Sean Withy
- Born: 1 February 2001 (age 25) New Zealand
- Height: 191 cm (6 ft 3 in)
- Weight: 108 kg (17 st 0 lb; 238 lb)
- School: Southland Boys' High School
- University: University of Otago

Rugby union career
- Position: Flanker
- Current team: Southland, Highlanders

Senior career
- Years: Team / Apps / (Points)
- 2020–: Otago / 7 / (5)
- 2022–: Highlanders / 41 / (15)
- Correct as of 5 June 2022

International career
- Years: Team / Apps / (Points)
- 2021: New Zealand U20 / 4 / (0)
- Correct as of 5 June 2022

= Sean Withy =

New Zealand rugby union player

Sean Withy (born 1 February 2001) is a New Zealand rugby union player who plays for the in Super Rugby and Southland in the National Provincial Championship (NPC). His playing position is flanker.

==Early life==
Withy attended Southland Boys' High School where he was the captain from 2017 to 2018. He was noted for his "work rate, accuracy and defensive work". In 2019 he moved to Dunedin to study at the University of Otago. He played club rugby for Otago University RFC.

==Rugby career==
In 2021 he captained the Highlanders U20 team at the inaugural Super Rugby Aotearoa U20 tournament.
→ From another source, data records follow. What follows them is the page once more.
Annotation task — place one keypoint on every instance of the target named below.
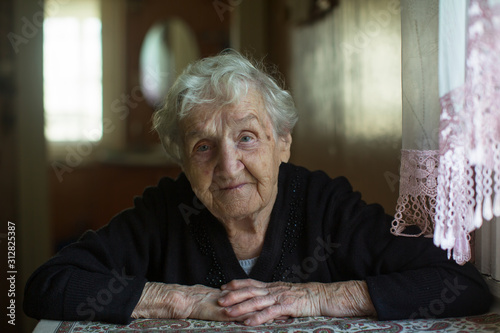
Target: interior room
(80, 81)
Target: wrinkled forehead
(212, 118)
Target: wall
(23, 176)
(346, 79)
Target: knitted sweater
(320, 230)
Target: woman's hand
(263, 302)
(160, 300)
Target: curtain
(449, 191)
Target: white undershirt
(248, 264)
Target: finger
(267, 314)
(238, 284)
(238, 296)
(254, 304)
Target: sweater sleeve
(101, 276)
(407, 277)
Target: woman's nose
(229, 161)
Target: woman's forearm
(349, 299)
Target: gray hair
(218, 81)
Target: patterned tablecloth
(484, 323)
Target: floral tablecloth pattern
(483, 323)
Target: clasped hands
(253, 302)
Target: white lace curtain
(450, 165)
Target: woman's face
(232, 159)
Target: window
(73, 71)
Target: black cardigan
(320, 230)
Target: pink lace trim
(417, 192)
(466, 187)
(469, 167)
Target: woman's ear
(285, 143)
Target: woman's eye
(202, 148)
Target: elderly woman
(241, 235)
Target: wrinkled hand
(160, 300)
(264, 302)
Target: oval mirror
(168, 47)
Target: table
(484, 323)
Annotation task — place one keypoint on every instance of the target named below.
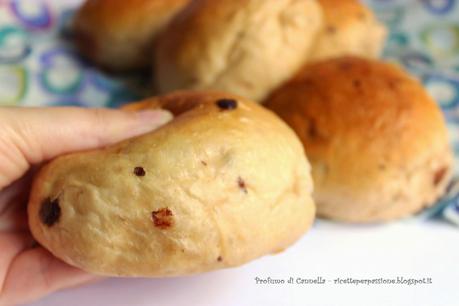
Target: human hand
(28, 137)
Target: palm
(24, 264)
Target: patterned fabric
(38, 65)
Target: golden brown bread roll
(223, 183)
(246, 47)
(119, 34)
(349, 28)
(376, 141)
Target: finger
(36, 273)
(32, 135)
(12, 244)
(13, 202)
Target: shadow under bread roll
(349, 28)
(376, 140)
(246, 47)
(225, 182)
(119, 34)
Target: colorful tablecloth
(39, 66)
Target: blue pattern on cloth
(38, 65)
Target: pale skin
(28, 138)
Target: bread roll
(376, 141)
(246, 47)
(349, 28)
(223, 183)
(119, 34)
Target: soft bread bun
(119, 34)
(246, 47)
(223, 183)
(349, 28)
(376, 141)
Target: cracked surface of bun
(349, 28)
(226, 181)
(377, 142)
(119, 34)
(246, 47)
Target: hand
(28, 137)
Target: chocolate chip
(50, 211)
(139, 171)
(162, 218)
(440, 175)
(227, 104)
(241, 184)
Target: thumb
(32, 135)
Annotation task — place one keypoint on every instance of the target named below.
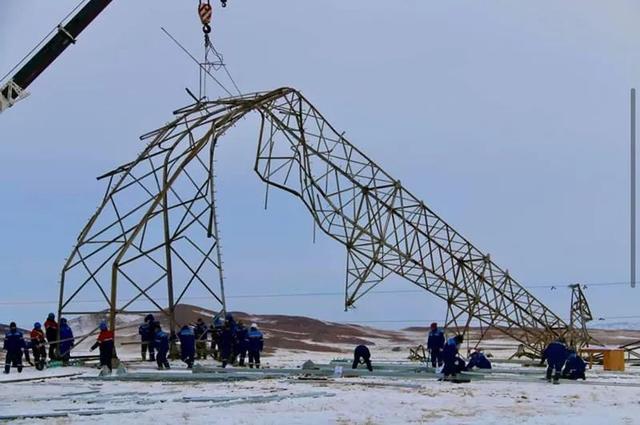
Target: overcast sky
(509, 119)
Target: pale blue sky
(509, 119)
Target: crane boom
(14, 90)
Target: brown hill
(298, 332)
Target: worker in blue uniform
(187, 345)
(226, 343)
(161, 345)
(362, 355)
(555, 354)
(255, 345)
(435, 344)
(453, 364)
(147, 335)
(66, 341)
(201, 332)
(479, 360)
(574, 367)
(241, 343)
(15, 346)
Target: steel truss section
(385, 229)
(579, 316)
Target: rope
(196, 61)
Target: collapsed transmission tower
(169, 222)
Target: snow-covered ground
(340, 401)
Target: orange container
(613, 360)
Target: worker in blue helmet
(187, 345)
(66, 341)
(555, 354)
(15, 346)
(147, 336)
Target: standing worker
(161, 343)
(216, 334)
(255, 344)
(555, 354)
(435, 344)
(66, 341)
(106, 344)
(51, 331)
(362, 355)
(15, 346)
(453, 364)
(201, 332)
(241, 343)
(227, 341)
(37, 346)
(187, 345)
(574, 367)
(146, 333)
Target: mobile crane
(14, 89)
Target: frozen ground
(343, 401)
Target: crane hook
(204, 12)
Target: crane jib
(65, 36)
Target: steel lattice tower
(157, 220)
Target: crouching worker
(106, 344)
(161, 344)
(362, 355)
(453, 364)
(479, 360)
(255, 344)
(38, 346)
(66, 342)
(574, 367)
(187, 345)
(15, 346)
(555, 354)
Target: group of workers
(442, 352)
(230, 342)
(445, 353)
(564, 361)
(59, 337)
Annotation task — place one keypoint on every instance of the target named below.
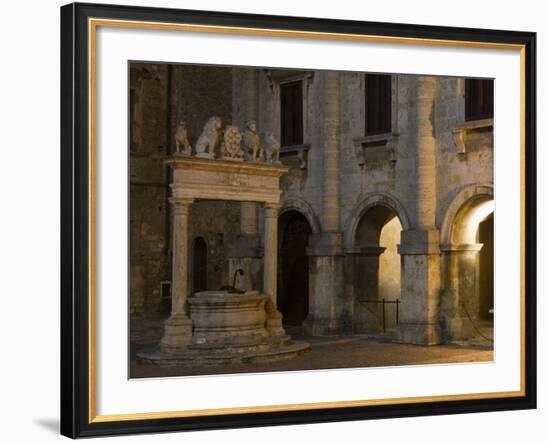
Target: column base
(274, 320)
(177, 333)
(321, 326)
(421, 333)
(459, 329)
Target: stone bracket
(460, 131)
(299, 151)
(366, 142)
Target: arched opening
(293, 286)
(377, 271)
(199, 267)
(469, 276)
(485, 266)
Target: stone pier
(178, 327)
(419, 248)
(326, 258)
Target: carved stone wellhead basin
(228, 328)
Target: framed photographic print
(274, 220)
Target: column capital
(461, 248)
(181, 205)
(365, 251)
(177, 201)
(272, 209)
(419, 242)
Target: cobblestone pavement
(326, 353)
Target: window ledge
(461, 129)
(365, 142)
(375, 139)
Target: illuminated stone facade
(399, 215)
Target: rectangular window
(377, 104)
(291, 114)
(479, 99)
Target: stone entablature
(198, 178)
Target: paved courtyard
(325, 353)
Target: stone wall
(161, 95)
(339, 170)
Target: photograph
(295, 219)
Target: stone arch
(296, 223)
(464, 202)
(305, 209)
(370, 201)
(465, 304)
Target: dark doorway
(486, 277)
(199, 265)
(293, 287)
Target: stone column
(327, 311)
(274, 317)
(178, 327)
(419, 248)
(245, 252)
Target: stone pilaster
(178, 327)
(245, 253)
(328, 311)
(274, 317)
(419, 248)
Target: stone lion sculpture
(209, 138)
(231, 144)
(272, 148)
(251, 138)
(182, 142)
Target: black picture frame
(75, 220)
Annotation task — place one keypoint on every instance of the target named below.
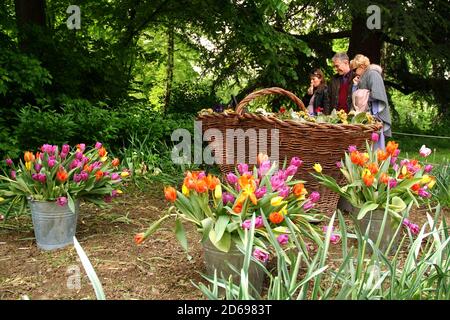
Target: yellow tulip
(276, 201)
(432, 183)
(425, 179)
(318, 167)
(185, 190)
(218, 192)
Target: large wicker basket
(322, 143)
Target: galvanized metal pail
(54, 225)
(375, 218)
(216, 259)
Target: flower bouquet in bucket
(377, 182)
(54, 180)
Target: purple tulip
(291, 170)
(261, 255)
(264, 168)
(115, 176)
(65, 149)
(325, 229)
(295, 161)
(76, 178)
(231, 178)
(375, 137)
(42, 177)
(423, 193)
(284, 191)
(283, 239)
(406, 222)
(314, 197)
(414, 228)
(201, 175)
(74, 164)
(242, 168)
(61, 201)
(84, 175)
(51, 162)
(260, 192)
(227, 198)
(308, 205)
(392, 183)
(334, 239)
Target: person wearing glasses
(340, 86)
(368, 77)
(316, 100)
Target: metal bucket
(54, 225)
(216, 259)
(376, 220)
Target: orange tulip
(201, 186)
(29, 156)
(382, 155)
(115, 162)
(373, 168)
(102, 152)
(98, 175)
(139, 238)
(62, 175)
(237, 207)
(391, 147)
(170, 193)
(384, 178)
(276, 217)
(299, 190)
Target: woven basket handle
(264, 92)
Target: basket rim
(247, 116)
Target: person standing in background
(368, 76)
(317, 100)
(340, 87)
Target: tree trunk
(169, 78)
(29, 14)
(365, 41)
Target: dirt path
(156, 269)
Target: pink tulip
(242, 168)
(283, 239)
(261, 192)
(231, 178)
(424, 151)
(375, 137)
(314, 197)
(352, 148)
(61, 201)
(295, 161)
(261, 255)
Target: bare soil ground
(156, 269)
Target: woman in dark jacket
(317, 100)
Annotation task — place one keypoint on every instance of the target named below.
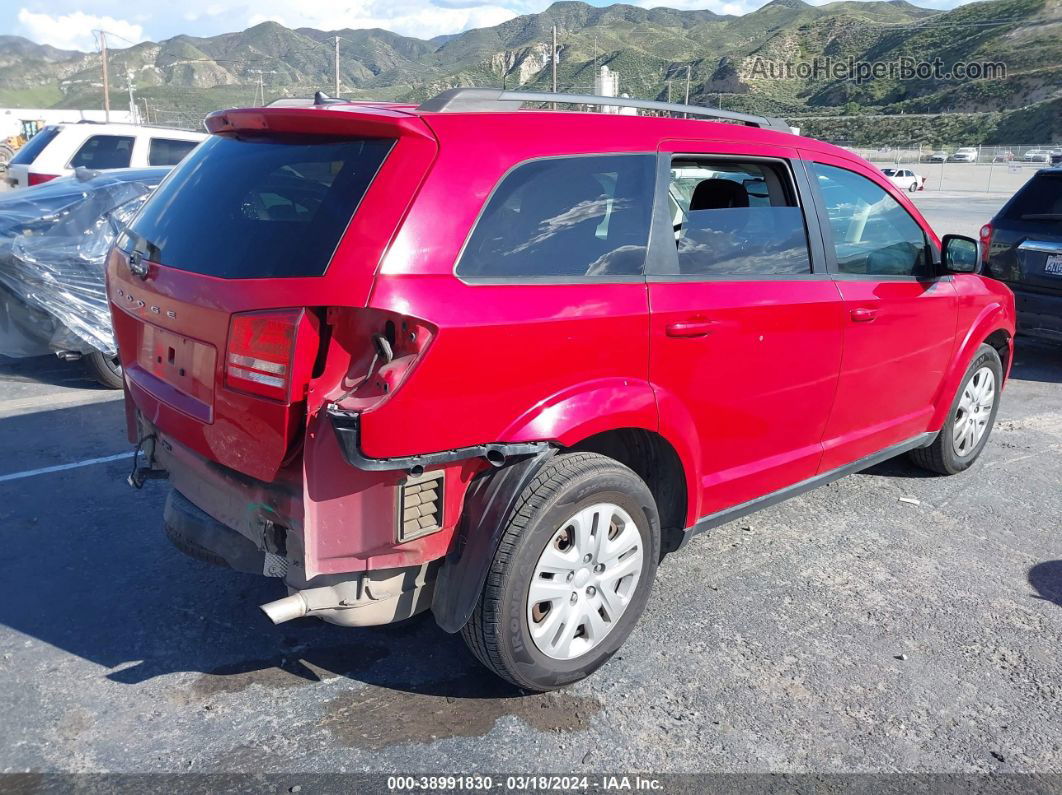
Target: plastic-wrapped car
(53, 243)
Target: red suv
(495, 363)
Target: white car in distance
(905, 179)
(60, 149)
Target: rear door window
(34, 147)
(104, 152)
(872, 234)
(253, 208)
(565, 217)
(736, 219)
(168, 151)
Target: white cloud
(408, 17)
(736, 7)
(74, 31)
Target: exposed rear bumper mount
(347, 430)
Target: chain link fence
(986, 169)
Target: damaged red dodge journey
(497, 362)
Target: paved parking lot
(843, 631)
(891, 621)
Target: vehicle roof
(93, 127)
(561, 130)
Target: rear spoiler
(346, 119)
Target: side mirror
(960, 254)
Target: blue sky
(68, 23)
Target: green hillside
(184, 78)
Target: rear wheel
(571, 574)
(104, 368)
(970, 421)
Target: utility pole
(106, 89)
(337, 68)
(688, 70)
(260, 86)
(129, 85)
(553, 59)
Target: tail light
(271, 353)
(34, 178)
(986, 236)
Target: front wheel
(571, 574)
(969, 425)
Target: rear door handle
(863, 314)
(690, 328)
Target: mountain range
(652, 51)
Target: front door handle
(690, 328)
(863, 314)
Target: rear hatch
(223, 286)
(1025, 245)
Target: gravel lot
(844, 631)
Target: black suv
(1023, 247)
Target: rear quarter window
(565, 218)
(34, 147)
(168, 151)
(1039, 201)
(255, 208)
(104, 152)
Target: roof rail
(485, 100)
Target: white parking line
(61, 467)
(47, 402)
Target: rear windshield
(1040, 200)
(34, 147)
(242, 209)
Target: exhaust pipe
(287, 608)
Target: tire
(499, 632)
(948, 455)
(104, 368)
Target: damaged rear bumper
(363, 599)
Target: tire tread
(481, 632)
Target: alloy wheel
(974, 412)
(583, 582)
He was named player of the tournament. He was also a member of the New Zealand U20 team that undertook an internal domestic tour in June and July after a trans-Tasman tour was cancelled due to the COVID-19 pandemic.

Withy made his debut for Otago in the 2020 Mitre 10 Cup season, scoring one try that season in a match against Wellington.

In September 2021, he was signed by the Highlanders ahead of the 2022 Super Rugby season.